Como cristã consciente desde pequena, eu me perguntava por que tão poucos livros que eu amava ler transmitiam pensamentos e valores autenticamente cristãos. Claro, há brilhantíssimas exceções, como de Lewis e Lawhead, mas a maioria dos bons livros de ficção não demonstram boa filosofia teológica nem cristianismo prático — e eu penso que uma meta básica do escritor seria demonstrar a verdade mais profunda por meio das suas histórias — como nas parábolas desde os tempos de Moises, confirmadas e expandidas por Jesus.


Volto à mais recente série de livros da Lucinda Riley de que falei. É óbvio que ela faz constantes e extensas pesquisas. (Lembro-me da bibliotecária chefe da Elkins Park, onde trabalhei trinta anos atrás, contando que James Michener e seus assistentes a consultavam em suas pesquisas trinta anos antes disso, antes da existência de Google e as facilidades múltiplas de viagens internacionais e dinheiro infindo para autores de best-sellers). O fato é que o bom escritor estuda, lê, pesquisa, lê mais, viaja, fuça tudo, revira as pedras do caminho, entrevista quem quer que esteja ligado de qualquer maneira à história que ele/a quer contar.) Admito que muitos “Wanna Be Writers” cristãos como eu são preguiçosos. Pensam que sabem tudo que querem dizer e lançam sobre o papel ou teclado a primeira coisa que vem à mente — sentimentos e idéias ainda não amadurecidas, os pensamentos não levados às ultimas consequências. 


É como certas pessoas que conheci as quais querem publicar um livro de historias bíblicas para crianças simplesmente recontando as historias que ouviram na escola dominical de sua igreja. Afinal de contas, não precisam conhecer História, teologia, nem mesmo conceitos básicos de comunicação em prosa moderna — as crianças não sabem nada disso e adoram as historias contadas pelos tios da comunidade. Porém, tais narrativas não merecem ser contadas, porque poderão incorrer em mentiras!
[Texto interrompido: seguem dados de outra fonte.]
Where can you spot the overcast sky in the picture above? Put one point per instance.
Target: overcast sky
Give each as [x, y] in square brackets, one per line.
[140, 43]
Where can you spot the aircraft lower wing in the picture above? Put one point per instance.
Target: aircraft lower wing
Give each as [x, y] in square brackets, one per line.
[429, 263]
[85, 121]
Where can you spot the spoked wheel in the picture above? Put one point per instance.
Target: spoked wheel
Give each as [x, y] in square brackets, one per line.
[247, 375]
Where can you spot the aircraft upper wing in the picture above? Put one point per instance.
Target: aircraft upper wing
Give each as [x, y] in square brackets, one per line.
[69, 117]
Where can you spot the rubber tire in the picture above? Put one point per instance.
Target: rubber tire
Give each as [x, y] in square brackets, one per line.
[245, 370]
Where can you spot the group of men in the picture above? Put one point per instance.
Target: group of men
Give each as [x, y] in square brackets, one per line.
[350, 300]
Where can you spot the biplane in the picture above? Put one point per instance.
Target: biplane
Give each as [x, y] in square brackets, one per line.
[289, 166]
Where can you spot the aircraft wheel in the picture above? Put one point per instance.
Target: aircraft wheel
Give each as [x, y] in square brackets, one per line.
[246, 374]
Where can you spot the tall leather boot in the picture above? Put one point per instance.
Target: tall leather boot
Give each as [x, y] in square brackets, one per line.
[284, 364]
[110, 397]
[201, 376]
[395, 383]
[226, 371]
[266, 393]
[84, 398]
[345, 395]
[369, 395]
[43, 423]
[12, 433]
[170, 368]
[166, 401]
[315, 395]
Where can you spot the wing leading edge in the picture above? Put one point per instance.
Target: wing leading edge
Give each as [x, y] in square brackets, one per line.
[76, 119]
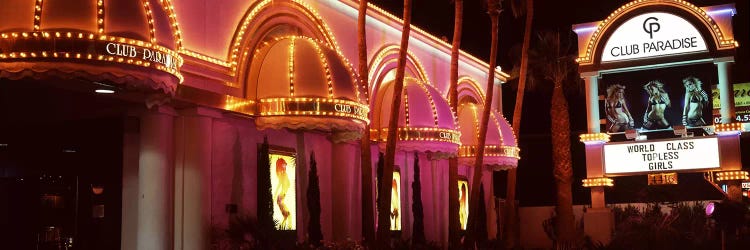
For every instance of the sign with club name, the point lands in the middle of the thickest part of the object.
(662, 179)
(651, 35)
(143, 53)
(660, 156)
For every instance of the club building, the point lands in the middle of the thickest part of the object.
(649, 68)
(137, 124)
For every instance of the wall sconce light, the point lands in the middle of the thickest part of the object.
(97, 190)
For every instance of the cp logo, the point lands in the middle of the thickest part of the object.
(651, 25)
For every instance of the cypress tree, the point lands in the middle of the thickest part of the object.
(313, 203)
(481, 217)
(380, 176)
(416, 209)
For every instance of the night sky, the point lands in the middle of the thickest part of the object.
(535, 180)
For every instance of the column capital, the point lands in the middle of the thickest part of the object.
(162, 109)
(201, 111)
(728, 59)
(589, 74)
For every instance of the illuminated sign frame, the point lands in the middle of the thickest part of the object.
(396, 223)
(653, 34)
(463, 212)
(283, 167)
(90, 48)
(669, 155)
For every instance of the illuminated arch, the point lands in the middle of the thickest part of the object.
(169, 8)
(693, 14)
(268, 20)
(384, 63)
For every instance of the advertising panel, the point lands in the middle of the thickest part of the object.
(463, 203)
(283, 179)
(658, 99)
(660, 156)
(741, 102)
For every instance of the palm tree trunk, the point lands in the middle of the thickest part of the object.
(474, 199)
(384, 205)
(454, 225)
(368, 220)
(511, 225)
(563, 171)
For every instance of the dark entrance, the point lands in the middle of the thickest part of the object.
(60, 167)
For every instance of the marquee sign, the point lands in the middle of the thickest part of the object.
(659, 156)
(651, 35)
(143, 53)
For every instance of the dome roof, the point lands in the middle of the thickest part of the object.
(501, 151)
(125, 41)
(424, 116)
(302, 84)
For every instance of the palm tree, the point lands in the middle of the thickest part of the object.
(553, 59)
(511, 227)
(454, 226)
(493, 9)
(384, 205)
(368, 222)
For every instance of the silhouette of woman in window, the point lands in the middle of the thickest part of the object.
(618, 113)
(658, 102)
(395, 204)
(281, 189)
(695, 100)
(463, 204)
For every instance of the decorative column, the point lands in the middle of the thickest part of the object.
(726, 89)
(155, 179)
(598, 221)
(342, 154)
(192, 179)
(497, 99)
(488, 201)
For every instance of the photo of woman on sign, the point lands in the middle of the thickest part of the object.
(658, 102)
(618, 114)
(695, 99)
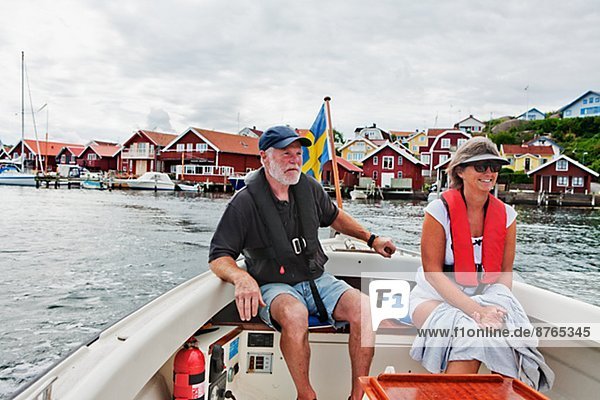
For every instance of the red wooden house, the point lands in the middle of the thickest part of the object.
(47, 150)
(69, 154)
(563, 174)
(100, 157)
(210, 156)
(140, 153)
(440, 148)
(348, 172)
(388, 162)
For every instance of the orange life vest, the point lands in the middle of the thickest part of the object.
(494, 236)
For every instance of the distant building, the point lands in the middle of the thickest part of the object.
(373, 133)
(356, 149)
(470, 125)
(140, 153)
(391, 162)
(441, 147)
(47, 151)
(563, 174)
(401, 136)
(4, 151)
(100, 157)
(586, 105)
(532, 115)
(416, 141)
(348, 172)
(69, 154)
(251, 132)
(524, 157)
(210, 156)
(546, 141)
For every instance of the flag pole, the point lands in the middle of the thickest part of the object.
(336, 176)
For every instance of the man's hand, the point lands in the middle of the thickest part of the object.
(247, 297)
(384, 246)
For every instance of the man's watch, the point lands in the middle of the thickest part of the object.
(372, 240)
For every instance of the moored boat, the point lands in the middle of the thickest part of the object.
(151, 181)
(134, 358)
(237, 181)
(10, 174)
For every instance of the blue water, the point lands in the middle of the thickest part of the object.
(74, 261)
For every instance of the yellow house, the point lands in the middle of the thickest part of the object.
(526, 158)
(415, 141)
(356, 149)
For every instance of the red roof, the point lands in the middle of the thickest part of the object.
(348, 165)
(519, 149)
(75, 150)
(402, 133)
(230, 143)
(50, 149)
(105, 150)
(160, 139)
(437, 131)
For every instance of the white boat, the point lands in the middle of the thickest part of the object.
(190, 188)
(134, 358)
(358, 194)
(10, 174)
(92, 185)
(152, 181)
Transformam as verdades eternas da Palavra de Deus em palavras vazias, ocas, que ressonam como eco de sons melhores, mas não oferecem melodia e ritmo autênticos. O bom escritor de ficção (ou de fatos), mesmo ao relatar histórias inverídicas, conta-as com verossimilhança, como a verdade que toca e transforma o íntimo da pessoa.


Outra característica de uma boa escritora como Riley é que, por mais diferentes e complexos que sejam, as suas personagens são apresentadas de forma simples, real, sem subterfúgios. A historia pode ser bastante complicada e dá suas voltas e seus sustos, mas não é absurda: já houve coisa semelhante comigo, ou com minha irmã, ou com meu tio-avô. Eu me relaciono com o texto e o aplico à realidade. Mesmo em historias fantásticas, aprendo verdades para a vida.


Um professor de literatura que tive, afirmou que o que importa é a narrativa, sem importar se é ou não verdade — como certo politico internacional que gabou-se de distinguir entre fatos e verdade e mais outros tantos como Fernando Pessoa, que diz que sempre o poeta é um fingidor. Mas isso é totalmente contrário ao conceito judaico-cristão do Melek Koheleth (rei pregador, escritor sábio) que escreve: “Apliquei o coração a esquadrinhar e a informar-me com sabedoria de tudo quanto sucede debaixo do céu” (Ec 1.13) e 


“Procurou o Pregador achar palavras agradáveis e escrever com retidão palavras de verdade.  As palavras dos sábios são como aguilhões, e como pregos bem fixados as sentenças coligidas, dadas pelo único Pastor.  Demais, filho meu, atenta: não há limite para fazer livros, e o muito estudar é enfado da carne. De tudo o que se tem ouvido, a suma é: Teme a Deus e guarda os seus mandamentos; porque isto é o dever de todo homem. Porque Deus há de trazer a juízo todas as obras, até as que estão escondidas, quer sejam boas, quer sejam más.” Ec 12.10-14.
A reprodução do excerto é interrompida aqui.